Real world efficacy and durability of faricimab in patients with neovascular AMD (nAMD) who had sub-optimal response to prior anti-VEGF therapy.

Abstract

Age-related macular degeneration (AMD) remains a primary cause of blindness, with neovascular AMD (nAMD) presenting particular treatment challenges. Despite anti-vascular endothelial growth factor (anti-VEGF) therapies, many patients exhibit a suboptimal response to the previously available anti-vascular endothelial growth factor (anti-VEGF) therapies. This study evaluates the efficacy and treatment interval extension of faricimab in this patient cohort. In a retrospective single-centre study at University Hospitals of Bristol and Weston, UK, nAMD patients suboptimally responsive to previous anti-VEGF therapies were switched to faricimab. Treatment started with an initiation phase of 4 monthly injections followed by a 'Treat and Extend' protocol. Outcomes included best-recorded visual acuity (BRVA), central subfield thickness (CST), the presence of retinal fluid, and treatment intervals. Among 98 eyes of 79 patients, following faricimab treatment, significant reductions in CST and retinal fluid were noted, indicating decreased disease activity.

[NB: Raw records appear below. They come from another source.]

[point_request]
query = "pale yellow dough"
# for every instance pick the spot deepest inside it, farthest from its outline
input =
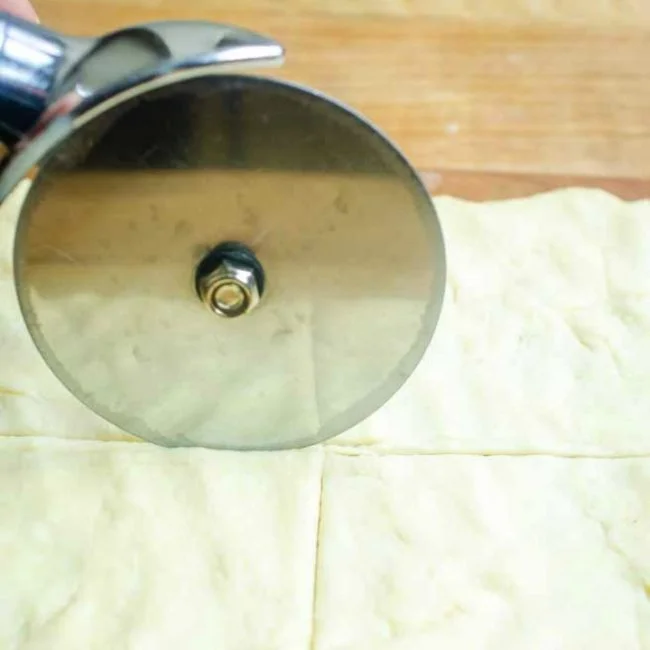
(458, 553)
(400, 534)
(543, 344)
(107, 546)
(544, 341)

While BRVA changes were not statistically significant, the anatomical improvements suggest a potential therapeutic benefit. Notably, 40% of patients achieved extended treatment intervals, reducing the treatment burden. Faricimab offers a promising alternative for nAMD patients with suboptimal responses to prior anti-VEGF treatments, demonstrating significant anatomical improvements and the possibility of extended dosing intervals. These findings highlight the need for prospective real-world studies to further assess faricimab's role in nAMD management and its long-term impact on patient outcomes.